Thermoplastics for laser welding – Part 3

In most cases, plastics are processed into an end product in a colored state. In the case of consumer goods or on visible components in the automotive sector, for example, aesthetic aspects and specifications must be taken into account. However, functional colorations such as signal colors are also required in certain areas.

For this reason, colorants are added to the plastics during processing to change the external appearance according to the specifications. Creating a color matrix of laser beam transparent and laser beam absorbing color settings is not possible due to the multitude of variables such as color, plastic, wall thickness, laser wavelength, processing speed, approvals, etc. For this reason, a difficulty level for color combinations was created (see graphic), with which an initial statement can be made for the use of colors for laser plastic welding.

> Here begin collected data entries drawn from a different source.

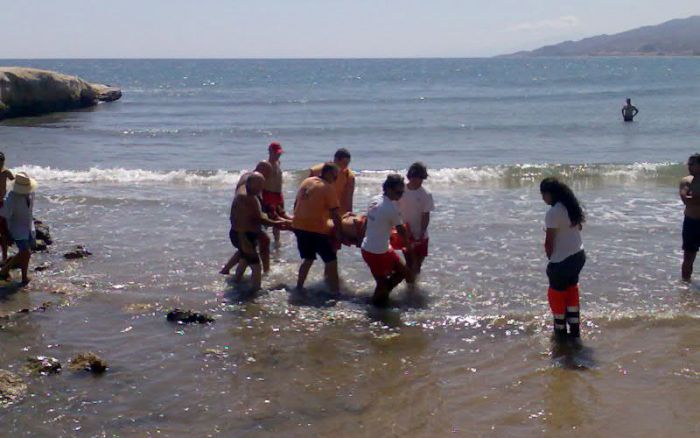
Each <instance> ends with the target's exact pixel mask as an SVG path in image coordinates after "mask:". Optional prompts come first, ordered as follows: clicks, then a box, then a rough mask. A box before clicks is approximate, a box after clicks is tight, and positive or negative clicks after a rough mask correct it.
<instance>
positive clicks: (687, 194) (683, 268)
mask: <svg viewBox="0 0 700 438" xmlns="http://www.w3.org/2000/svg"><path fill="white" fill-rule="evenodd" d="M688 173H689V174H690V175H688V176H686V177H684V178H683V179H682V180H681V184H680V188H679V194H680V197H681V201H683V204H685V213H684V216H685V218H684V219H683V266H682V268H681V274H682V277H683V280H684V281H690V278H691V276H692V275H693V263H695V256H696V255H697V253H698V250H700V154H695V155H691V156H690V158H688Z"/></svg>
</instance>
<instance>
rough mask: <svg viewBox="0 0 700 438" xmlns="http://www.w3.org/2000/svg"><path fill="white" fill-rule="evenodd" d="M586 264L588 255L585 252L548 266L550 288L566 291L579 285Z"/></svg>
mask: <svg viewBox="0 0 700 438" xmlns="http://www.w3.org/2000/svg"><path fill="white" fill-rule="evenodd" d="M585 264H586V253H585V252H584V251H583V250H581V251H579V252H577V253H576V254H574V255H571V256H569V257H567V258H565V259H564V260H562V261H561V262H559V263H550V264H548V265H547V278H549V287H550V288H552V289H554V290H558V291H565V290H566V289H568V288H569V287H571V286H575V285H577V284H578V277H579V274H581V270H582V269H583V265H585Z"/></svg>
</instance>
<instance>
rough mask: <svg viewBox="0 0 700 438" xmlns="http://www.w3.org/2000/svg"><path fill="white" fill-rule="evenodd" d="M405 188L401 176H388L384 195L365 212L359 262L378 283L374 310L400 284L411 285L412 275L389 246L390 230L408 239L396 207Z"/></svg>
mask: <svg viewBox="0 0 700 438" xmlns="http://www.w3.org/2000/svg"><path fill="white" fill-rule="evenodd" d="M404 188H405V187H404V182H403V177H402V176H401V175H397V174H392V175H389V176H387V178H386V181H385V182H384V185H383V191H384V193H383V195H379V196H376V197H375V198H374V199H372V201H371V202H370V204H369V210H368V211H367V229H366V231H365V238H364V240H363V241H362V258H363V259H364V260H365V262H366V263H367V266H369V269H370V271H371V272H372V276H373V277H374V280H375V281H376V283H377V287H376V288H375V290H374V296H373V297H372V302H373V303H374V304H375V305H377V306H384V305H386V304H387V301H388V300H389V293H390V292H391V291H392V290H393V289H394V288H395V287H396V286H398V285H399V283H401V282H402V281H403V280H406V282H407V283H409V284H411V283H413V275H412V273H411V272H410V271H409V270H408V269H407V268H406V266H405V265H404V264H403V263H402V262H401V259H400V258H399V256H398V255H397V254H396V253H395V252H394V250H393V249H391V247H390V246H389V239H390V237H391V231H392V230H393V229H396V231H397V233H399V235H400V236H401V237H402V238H403V239H404V241H406V242H408V241H409V239H410V238H409V235H408V232H407V230H406V227H404V225H403V220H402V218H401V213H400V212H399V208H398V206H397V205H396V201H398V200H399V199H401V196H403V193H404Z"/></svg>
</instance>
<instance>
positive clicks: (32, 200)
mask: <svg viewBox="0 0 700 438" xmlns="http://www.w3.org/2000/svg"><path fill="white" fill-rule="evenodd" d="M36 188H37V182H36V180H34V179H32V178H30V177H29V175H27V174H26V173H25V172H19V173H18V174H17V175H15V183H14V185H13V187H12V191H11V192H10V193H9V194H8V195H7V199H6V200H5V203H4V205H3V206H2V209H1V210H0V215H2V217H3V218H5V224H4V225H5V228H6V229H5V233H6V234H7V235H9V236H11V237H12V240H13V241H14V244H15V245H17V250H18V252H17V255H15V256H13V257H11V258H10V259H9V260H7V263H5V265H4V266H3V268H2V270H0V278H1V279H4V280H8V279H10V269H14V268H20V269H21V270H22V285H27V284H29V281H30V280H31V279H30V278H29V275H28V272H29V261H30V259H31V257H32V247H33V246H34V233H35V231H34V192H35V191H36Z"/></svg>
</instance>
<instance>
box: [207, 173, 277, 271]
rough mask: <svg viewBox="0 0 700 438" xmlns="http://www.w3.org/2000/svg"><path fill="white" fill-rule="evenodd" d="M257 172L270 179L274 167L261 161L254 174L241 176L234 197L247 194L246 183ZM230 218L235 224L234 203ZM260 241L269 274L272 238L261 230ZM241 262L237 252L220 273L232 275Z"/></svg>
mask: <svg viewBox="0 0 700 438" xmlns="http://www.w3.org/2000/svg"><path fill="white" fill-rule="evenodd" d="M255 172H258V173H259V174H261V175H262V176H263V178H268V177H269V176H270V174H271V173H272V166H270V163H268V162H266V161H260V162H258V164H257V165H256V166H255V170H254V171H253V172H247V173H244V174H243V175H241V177H240V178H239V179H238V183H237V184H236V192H235V194H234V196H235V195H237V194H239V193H244V194H245V192H246V186H245V183H246V181H247V180H248V178H249V177H250V176H251V175H252V174H253V173H255ZM229 218H230V219H231V222H232V223H233V203H231V214H230V215H229ZM258 240H259V242H260V245H259V246H260V258H261V259H262V264H263V272H268V271H269V270H270V238H269V237H268V235H267V233H266V232H265V231H264V230H262V229H261V230H260V235H259V236H258ZM239 260H240V252H239V251H236V253H235V254H233V255H232V256H231V258H230V259H229V260H228V262H227V263H226V265H224V267H223V268H221V271H220V273H221V274H223V275H229V274H230V273H231V269H233V267H234V266H236V264H237V263H238V261H239Z"/></svg>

In the case of color additives, a distinction is made between pigments that are insoluble in the plastic and soluble colorants. Both groups have a strong influence on the laser transmission welding of plastics, since they affect the optical properties of the thermoplastic in the near infrared range.

Unlike the colorants, the color pigments are virtually insoluble in the plastic. The color pigments can be inorganic or organic in nature, with the inorganic pigments being completely insoluble.

The most important group among the inorganic pigments are the black pigments. The most important representative is carbon black, which, in addition to being attractive in price, also has positive effects on the properties of the plastic. Carbon black has a sufficiently opaque effect even at low concentrations of 0.5 – 1%. It is excellently suited for coloring the laser-absorbing joining partner, since it absorbs in almost the entire wavelength spectrum.

Another important group among the inorganic color pigments are the white pigments. The most important representatives today include titanium dioxide TiO2, zinc white ZnO and zinc sulfide ZnS. Since white pigments have a highly reflective and scattering effect on the radiation in the near infrared range used in laser plastic welding, components with a strong white color can only be welded with difficulty.

Due to the special requirements of laser transmission welding on the colorings with regard to transmission and absorption for wavelengths in the near infrared range, special additives and colorings have been developed by the plastics producing industry and colorant manufacturers to meet the set requirements. Probably the best-known coloration developed today specifically for laser welding of plastics is IR-transparent black. By superimposing different, conditionally laser-transparent color pigments, an opaque black color impression of a component is created in the visible light range. Unlike other black inks, the coloration created in this way is transparent to wavelengths in the near infrared range.

For color settings that are bright and brilliant, the use of carbon black is not possible. However, with the use of alternative NIR absorbers, almost any color can be adjusted.

Using a range of transparent NIR absorbers, transparent/transparent combinations are possible. Another possibility for joining transparent components is the use of laser wavelengths between 1.6 and 2 μm. In this range, absorption takes place through the plastic itself, so there is no need to add additives. When individually coloring a joining assembly, it is ultimately always necessary to check the feasibility by means of welding tests.